しかし、JR難波駅周辺がなんばの中心部と離れていたこと(そもそもここは「湊町駅」だし)、乗客の多い御堂筋線や近鉄電車の駅からは歩いて時間がかかることから、関空アクセスとしての地位は便利な南海電車に奪われる一方。その結果、2000年代前半にはOCAT内でのチェックインを廃止、2008年にはJR難波駅を発着する空港直通の列車も廃止されてしまい、あまりに場所が悪かったことから2004年には特定調停手続きが出され、実質破綻状態に陥るなど、その状況の悪さは相当なものだったようだ。大阪市の闇は深い。
しかし現在はその広大な設備を活かし、バスターミナルとしてにぎわいを見せているというから驚きだ。

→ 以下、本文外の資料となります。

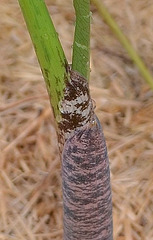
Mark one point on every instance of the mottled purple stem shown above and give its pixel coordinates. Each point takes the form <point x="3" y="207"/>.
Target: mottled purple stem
<point x="86" y="185"/>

今ではおかげさまで伊丹・関空行きのバスのみならず、様々な方面へのバスが走っている有様。いったい何のための場所なんでしょうか・・・。
大阪の負の遺産らしい豪華すぎる室内
さて、大阪シティエアターミナル(OCAT)の歴史について軽く書いたところで、その中身へと入っていこう。大阪シティエアターミナルの正面玄関は一応1階にあるのだが、地下で各線難波駅に繋がっていること、2階にバスターミナルがあることもあり、正面玄関にいる人の数は驚くほど少ない。
中へと入っていこう。中は駅と直結する地下1階こそ多くの人がいるが(それでも難波とは思えないほど少ないけれども)、それ以外の階についてはご覧の有様。100円ショップや宝くじ売り場が入る1階ですら人の姿は少なく、その妙に大きな規模もあってかガラーンとした光景が広がっている。どことなくそごう感があるのは気のせいだろうか。実際そごうが入る計画もあったというし、妥当っちゃ妥当なのかもしれない。
有料だったとは思えない微妙な屋上
あまりこの建物の中をウロウロしてると不審者に思われる気がするので(笑)、まずは屋上へと向かおう。OCAT内にエレベーターは数多くあるが、屋上へと行けるエレベーターは「中央エレベーター」のみなので要注意だ。
屋上へと出ていく。非常に綺麗な屋上だ。程よく緑化されているし、お客さんも少なくてものすごくすごしやすい。難波の中心部からやや離れているとはいえ、十分歩く価値があるだろう。
OCATの割には良い設備を持っているこの施設だが、実はもともと有料だったというから笑えない。なんでも浮浪者対策で100円を徴収していたものの、あまりにお客さんが入らなかったから無料化したのだとか。まあこれくらいの屋上緑化なら百貨店にもあるし、有料じゃお客さん来ないよね。
しかしもうちょっとどうにかならないんでしょうかね。無料化したとはいえ、こんな場所にこんなもの作らなくても・・・と感じざるを得ない取材班でした。